Overall, these results are in line with those observed in the heatmap, indicating that Streptomyces spp. treatments, particularly DEF19, induced a different reprogramming in tomato root and root exudate metabolomes.

Among the identified metabolites that change significantly depending on the treatment, a total of 22 metabolites were detected in both roots and exudates (Supplementary Table S2) showing different abundances depending on the sample type and treatment.

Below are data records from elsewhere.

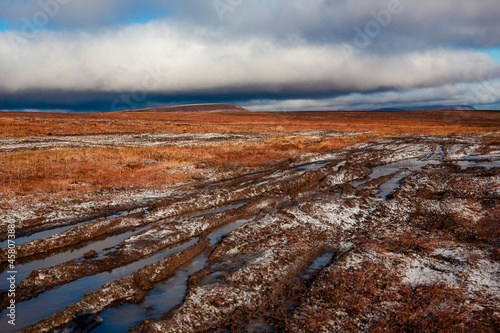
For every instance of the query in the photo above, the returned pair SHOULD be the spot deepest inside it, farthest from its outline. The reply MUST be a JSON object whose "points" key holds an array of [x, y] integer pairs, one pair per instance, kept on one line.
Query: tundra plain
{"points": [[217, 219]]}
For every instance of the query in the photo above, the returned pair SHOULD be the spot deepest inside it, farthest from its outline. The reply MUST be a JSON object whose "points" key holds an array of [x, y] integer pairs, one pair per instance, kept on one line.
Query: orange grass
{"points": [[77, 169]]}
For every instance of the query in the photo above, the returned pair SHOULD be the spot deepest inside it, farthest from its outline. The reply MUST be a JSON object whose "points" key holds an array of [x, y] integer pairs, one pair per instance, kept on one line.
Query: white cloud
{"points": [[164, 58]]}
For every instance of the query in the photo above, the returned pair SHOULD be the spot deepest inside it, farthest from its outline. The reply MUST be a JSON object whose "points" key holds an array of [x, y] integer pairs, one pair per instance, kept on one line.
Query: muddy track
{"points": [[395, 203]]}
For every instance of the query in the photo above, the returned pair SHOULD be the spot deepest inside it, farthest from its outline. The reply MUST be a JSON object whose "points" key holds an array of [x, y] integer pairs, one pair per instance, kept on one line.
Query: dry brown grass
{"points": [[86, 169], [74, 170], [428, 122]]}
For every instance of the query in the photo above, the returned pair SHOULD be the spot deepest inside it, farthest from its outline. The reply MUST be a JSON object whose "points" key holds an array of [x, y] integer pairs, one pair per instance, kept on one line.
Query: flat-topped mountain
{"points": [[194, 108]]}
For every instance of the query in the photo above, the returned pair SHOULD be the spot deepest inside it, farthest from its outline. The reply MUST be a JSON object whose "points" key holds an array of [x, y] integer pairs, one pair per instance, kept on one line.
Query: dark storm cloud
{"points": [[86, 53]]}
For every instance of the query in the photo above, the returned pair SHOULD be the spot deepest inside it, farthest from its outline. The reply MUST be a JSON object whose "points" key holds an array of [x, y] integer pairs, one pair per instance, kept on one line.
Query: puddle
{"points": [[164, 296], [54, 300], [413, 164], [213, 211], [387, 188], [312, 166], [50, 232], [482, 164], [25, 269], [258, 325]]}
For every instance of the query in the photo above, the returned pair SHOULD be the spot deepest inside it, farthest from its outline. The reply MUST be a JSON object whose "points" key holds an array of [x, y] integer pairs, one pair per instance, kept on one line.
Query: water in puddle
{"points": [[165, 295], [51, 301], [47, 233], [482, 164], [387, 188], [413, 164], [312, 166], [163, 298], [320, 262], [24, 270], [213, 211]]}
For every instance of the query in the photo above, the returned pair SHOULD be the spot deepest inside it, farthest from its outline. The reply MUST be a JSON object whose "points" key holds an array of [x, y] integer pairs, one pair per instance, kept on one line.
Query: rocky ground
{"points": [[395, 235]]}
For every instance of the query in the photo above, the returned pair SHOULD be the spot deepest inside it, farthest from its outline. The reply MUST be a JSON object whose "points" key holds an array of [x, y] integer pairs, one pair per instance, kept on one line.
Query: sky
{"points": [[110, 55]]}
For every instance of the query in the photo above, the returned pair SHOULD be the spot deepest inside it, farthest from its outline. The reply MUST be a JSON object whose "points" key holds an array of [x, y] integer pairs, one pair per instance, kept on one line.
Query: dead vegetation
{"points": [[424, 259]]}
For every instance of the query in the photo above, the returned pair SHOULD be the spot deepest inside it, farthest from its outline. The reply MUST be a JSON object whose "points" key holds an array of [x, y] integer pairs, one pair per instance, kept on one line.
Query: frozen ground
{"points": [[396, 234]]}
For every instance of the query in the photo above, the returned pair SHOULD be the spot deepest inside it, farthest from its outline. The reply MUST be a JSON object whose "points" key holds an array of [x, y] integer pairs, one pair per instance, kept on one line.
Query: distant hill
{"points": [[433, 108], [193, 108]]}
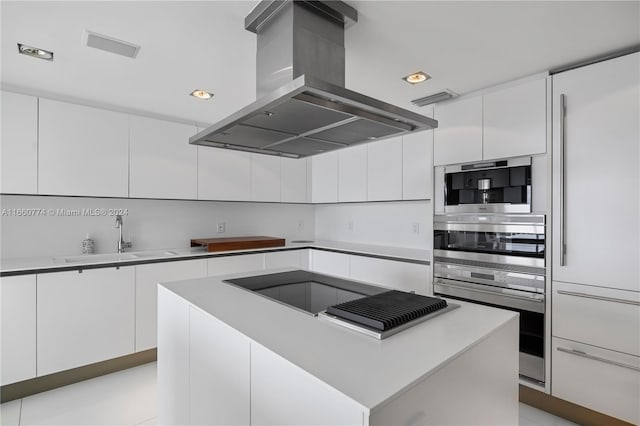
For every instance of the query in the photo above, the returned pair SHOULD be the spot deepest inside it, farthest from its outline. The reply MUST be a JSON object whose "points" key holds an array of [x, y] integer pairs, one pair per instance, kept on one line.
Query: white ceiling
{"points": [[464, 46]]}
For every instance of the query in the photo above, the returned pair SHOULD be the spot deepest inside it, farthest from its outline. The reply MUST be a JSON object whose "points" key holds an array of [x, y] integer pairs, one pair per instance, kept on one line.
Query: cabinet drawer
{"points": [[596, 378], [598, 316]]}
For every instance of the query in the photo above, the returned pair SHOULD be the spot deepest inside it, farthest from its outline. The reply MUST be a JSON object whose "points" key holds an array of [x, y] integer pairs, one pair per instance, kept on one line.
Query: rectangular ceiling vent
{"points": [[436, 97], [110, 44]]}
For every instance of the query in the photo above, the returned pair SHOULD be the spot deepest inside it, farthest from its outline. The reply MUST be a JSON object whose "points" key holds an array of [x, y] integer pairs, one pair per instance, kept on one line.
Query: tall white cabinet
{"points": [[162, 164], [596, 237], [19, 148], [82, 150]]}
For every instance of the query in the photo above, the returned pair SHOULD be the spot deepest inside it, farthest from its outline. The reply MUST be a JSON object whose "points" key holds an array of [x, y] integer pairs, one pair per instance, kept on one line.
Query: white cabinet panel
{"points": [[324, 178], [173, 358], [219, 372], [162, 164], [289, 258], [84, 317], [458, 137], [293, 182], [301, 399], [331, 263], [18, 316], [384, 170], [417, 165], [597, 378], [19, 149], [223, 174], [398, 275], [598, 316], [82, 150], [352, 174], [601, 172], [234, 264], [514, 121], [265, 177], [147, 278]]}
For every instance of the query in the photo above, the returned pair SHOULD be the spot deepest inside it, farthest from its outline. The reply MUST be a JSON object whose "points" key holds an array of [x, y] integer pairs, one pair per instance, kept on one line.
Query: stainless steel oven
{"points": [[497, 260]]}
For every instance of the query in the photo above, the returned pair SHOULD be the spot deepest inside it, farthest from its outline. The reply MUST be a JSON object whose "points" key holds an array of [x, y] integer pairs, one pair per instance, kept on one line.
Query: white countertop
{"points": [[36, 264], [367, 370]]}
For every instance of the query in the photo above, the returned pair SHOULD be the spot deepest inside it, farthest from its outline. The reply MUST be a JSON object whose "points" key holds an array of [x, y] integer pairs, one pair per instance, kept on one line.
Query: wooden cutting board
{"points": [[237, 243]]}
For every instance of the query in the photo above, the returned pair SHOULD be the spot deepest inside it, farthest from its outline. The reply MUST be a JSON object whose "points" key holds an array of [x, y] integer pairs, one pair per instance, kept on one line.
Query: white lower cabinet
{"points": [[18, 321], [234, 264], [147, 278], [84, 317], [288, 258], [219, 372], [276, 383], [331, 263], [398, 275], [600, 379]]}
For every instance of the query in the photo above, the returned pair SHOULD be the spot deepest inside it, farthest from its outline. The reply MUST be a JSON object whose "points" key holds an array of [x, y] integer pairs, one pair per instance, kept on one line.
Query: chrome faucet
{"points": [[122, 244]]}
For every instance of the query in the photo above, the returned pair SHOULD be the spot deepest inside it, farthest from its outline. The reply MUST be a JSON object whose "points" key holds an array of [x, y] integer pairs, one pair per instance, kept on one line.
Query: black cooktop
{"points": [[385, 311]]}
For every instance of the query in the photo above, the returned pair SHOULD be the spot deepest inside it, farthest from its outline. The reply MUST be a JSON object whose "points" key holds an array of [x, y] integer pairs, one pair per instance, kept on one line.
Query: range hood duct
{"points": [[302, 106]]}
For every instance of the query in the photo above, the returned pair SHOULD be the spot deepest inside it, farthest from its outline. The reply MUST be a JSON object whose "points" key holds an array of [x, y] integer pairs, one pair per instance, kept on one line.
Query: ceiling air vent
{"points": [[436, 97], [110, 44]]}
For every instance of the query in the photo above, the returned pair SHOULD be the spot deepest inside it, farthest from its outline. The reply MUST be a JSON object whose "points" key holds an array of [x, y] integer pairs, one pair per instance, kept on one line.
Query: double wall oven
{"points": [[484, 253]]}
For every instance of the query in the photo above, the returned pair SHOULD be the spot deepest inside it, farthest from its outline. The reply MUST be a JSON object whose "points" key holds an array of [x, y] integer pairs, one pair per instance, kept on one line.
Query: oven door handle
{"points": [[502, 296]]}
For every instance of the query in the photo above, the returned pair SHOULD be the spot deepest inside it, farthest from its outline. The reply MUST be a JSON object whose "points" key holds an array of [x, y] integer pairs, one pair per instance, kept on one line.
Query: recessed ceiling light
{"points": [[417, 77], [201, 94], [36, 52]]}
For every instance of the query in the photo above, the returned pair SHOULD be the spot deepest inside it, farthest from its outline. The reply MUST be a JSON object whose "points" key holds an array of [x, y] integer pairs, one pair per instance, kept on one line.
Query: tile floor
{"points": [[128, 398]]}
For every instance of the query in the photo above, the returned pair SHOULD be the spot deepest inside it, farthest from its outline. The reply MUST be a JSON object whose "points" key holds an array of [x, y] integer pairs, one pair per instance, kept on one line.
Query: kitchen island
{"points": [[229, 356]]}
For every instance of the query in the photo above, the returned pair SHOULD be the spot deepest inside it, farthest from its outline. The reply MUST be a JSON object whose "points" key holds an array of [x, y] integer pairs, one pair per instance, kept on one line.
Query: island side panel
{"points": [[480, 387], [219, 372], [173, 358], [284, 394]]}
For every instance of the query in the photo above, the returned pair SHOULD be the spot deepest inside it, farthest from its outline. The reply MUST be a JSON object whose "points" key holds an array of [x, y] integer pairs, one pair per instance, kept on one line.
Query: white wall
{"points": [[152, 224], [387, 223]]}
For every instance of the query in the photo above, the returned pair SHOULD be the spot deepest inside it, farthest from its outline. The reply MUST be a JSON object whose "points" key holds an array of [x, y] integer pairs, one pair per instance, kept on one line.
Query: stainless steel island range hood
{"points": [[303, 107]]}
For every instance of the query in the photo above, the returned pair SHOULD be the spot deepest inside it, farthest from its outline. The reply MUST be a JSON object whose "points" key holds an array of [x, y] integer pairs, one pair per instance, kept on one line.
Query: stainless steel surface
{"points": [[597, 358], [489, 258], [303, 108], [492, 277], [511, 162], [503, 219], [384, 334], [531, 367], [122, 244], [603, 298], [516, 299], [563, 246]]}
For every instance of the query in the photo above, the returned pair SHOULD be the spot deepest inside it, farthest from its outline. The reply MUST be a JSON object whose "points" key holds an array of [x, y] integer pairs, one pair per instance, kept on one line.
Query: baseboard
{"points": [[63, 378], [565, 409]]}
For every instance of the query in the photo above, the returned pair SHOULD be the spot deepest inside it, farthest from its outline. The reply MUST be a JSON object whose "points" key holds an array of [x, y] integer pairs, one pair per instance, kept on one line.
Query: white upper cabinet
{"points": [[19, 149], [417, 165], [458, 137], [82, 150], [506, 122], [293, 180], [162, 163], [265, 177], [384, 170], [324, 178], [223, 174], [352, 174], [514, 121], [600, 169]]}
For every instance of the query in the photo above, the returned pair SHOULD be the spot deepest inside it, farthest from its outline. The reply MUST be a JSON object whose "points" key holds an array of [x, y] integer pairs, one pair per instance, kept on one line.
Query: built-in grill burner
{"points": [[385, 314]]}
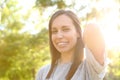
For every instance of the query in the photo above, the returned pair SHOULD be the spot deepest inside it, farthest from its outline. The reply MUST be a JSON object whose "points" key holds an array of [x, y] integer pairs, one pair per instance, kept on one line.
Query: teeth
{"points": [[60, 44]]}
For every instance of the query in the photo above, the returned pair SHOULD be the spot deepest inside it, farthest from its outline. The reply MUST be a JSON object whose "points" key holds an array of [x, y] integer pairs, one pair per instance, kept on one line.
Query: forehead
{"points": [[62, 20]]}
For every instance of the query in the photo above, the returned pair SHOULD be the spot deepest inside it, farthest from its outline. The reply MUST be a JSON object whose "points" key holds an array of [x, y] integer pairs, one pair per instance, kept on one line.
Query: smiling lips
{"points": [[62, 44]]}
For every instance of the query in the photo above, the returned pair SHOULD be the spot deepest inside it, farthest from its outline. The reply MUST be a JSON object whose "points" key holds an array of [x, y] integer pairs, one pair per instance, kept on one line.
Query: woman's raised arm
{"points": [[93, 39]]}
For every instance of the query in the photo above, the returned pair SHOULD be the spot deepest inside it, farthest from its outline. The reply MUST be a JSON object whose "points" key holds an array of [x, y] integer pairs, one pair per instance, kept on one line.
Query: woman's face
{"points": [[64, 34]]}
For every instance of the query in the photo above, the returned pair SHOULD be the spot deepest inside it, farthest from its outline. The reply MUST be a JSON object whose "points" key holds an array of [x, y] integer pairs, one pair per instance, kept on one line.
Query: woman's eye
{"points": [[66, 29]]}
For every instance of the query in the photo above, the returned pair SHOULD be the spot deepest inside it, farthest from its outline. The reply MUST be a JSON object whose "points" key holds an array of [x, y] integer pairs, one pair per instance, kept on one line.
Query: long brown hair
{"points": [[55, 54]]}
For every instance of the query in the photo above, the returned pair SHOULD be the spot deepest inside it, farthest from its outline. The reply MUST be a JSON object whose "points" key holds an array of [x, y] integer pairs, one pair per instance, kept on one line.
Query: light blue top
{"points": [[89, 69]]}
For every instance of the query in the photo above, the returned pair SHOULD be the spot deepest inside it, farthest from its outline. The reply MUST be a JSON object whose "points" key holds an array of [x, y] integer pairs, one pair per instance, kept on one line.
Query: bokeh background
{"points": [[24, 41]]}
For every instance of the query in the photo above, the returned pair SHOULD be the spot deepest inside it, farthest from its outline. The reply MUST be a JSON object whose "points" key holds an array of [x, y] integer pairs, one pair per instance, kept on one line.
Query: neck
{"points": [[66, 57]]}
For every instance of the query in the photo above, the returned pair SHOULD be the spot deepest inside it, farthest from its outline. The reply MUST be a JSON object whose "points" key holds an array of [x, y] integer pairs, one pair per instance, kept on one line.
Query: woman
{"points": [[74, 56]]}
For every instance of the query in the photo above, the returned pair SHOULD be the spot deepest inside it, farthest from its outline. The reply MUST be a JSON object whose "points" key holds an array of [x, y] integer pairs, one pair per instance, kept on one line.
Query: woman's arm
{"points": [[94, 40]]}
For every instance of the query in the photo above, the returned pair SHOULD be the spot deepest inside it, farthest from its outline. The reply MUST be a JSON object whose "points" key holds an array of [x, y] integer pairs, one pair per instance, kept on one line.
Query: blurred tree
{"points": [[20, 53]]}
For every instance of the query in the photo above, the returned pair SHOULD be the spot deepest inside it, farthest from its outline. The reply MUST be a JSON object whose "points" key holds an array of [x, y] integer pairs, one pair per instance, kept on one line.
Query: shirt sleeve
{"points": [[99, 69]]}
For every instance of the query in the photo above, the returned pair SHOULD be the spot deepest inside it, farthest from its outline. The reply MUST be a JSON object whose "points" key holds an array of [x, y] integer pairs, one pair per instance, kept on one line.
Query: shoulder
{"points": [[42, 72]]}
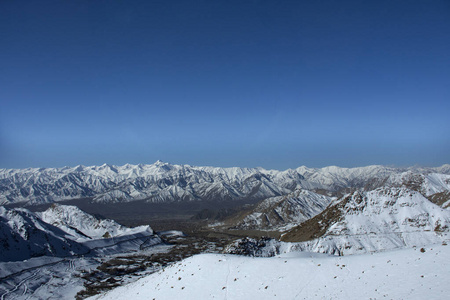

For instance, γ-glutamyl leucine (Figure 6a) exhibited clear compartment-specific patterns. In root tissues, DEF19-treated plants exhibited the highest concentrations, followed by DEF17-treated plants and the control. On the other hand, the highest concentrations were found in the root exudates of DEF17-treated plants. The abundance profile of γ-glutamyl methionine (Figure 6b) has the same patterns, being more abundant in roots of DEF19-treated plants and significantly increased in exudates of DEF17-treated plants compared to both DEF19 and control plants. Instead, phenylacetic acid dihexoside (PAA-dihex) (Figure 6c) showed similar patterns in both root tissues and root exudates with DEF17-treated plants showing significantly higher abundances in roots tissues and root exudates. Overall, these results show that the abundance of metabolites found in root tissues and root exudates is differently modulated by the two streptomycete strains in a compartment-specific manner.

In addition to these compartmentalization patterns, some finer modulation of the metabolome is observed. DEF19-treated plants showed a significantly higher signal for 2,4-di-tert-butylphenol hexoside (2,4-DTBP Hex), while the control group presented higher levels of a related derivative, 2,4-di-tert-butylphenol hex-hex (2,4-DTBP HexHex) (Figures 7a, b), with DEF17 showing in both cases at an intermediate abundance.

In planta assays revealed that DEF17 seed-treated plants showed significantly reduced disease severity compared to both control and DEF19 seed-treated plants, at 30 days post-inoculation (Figure 8; Supplementary Figure S2). On the other hand, control plants showed the higher severity scores, consistent with the known susceptibility of the ‘Moneymaker’ cultivar to Fol. In contrast, DEF19- seed-treated plants did not differ significantly from the infected control plants, indicating that this strain did not reduce significantly disease severity in vivo.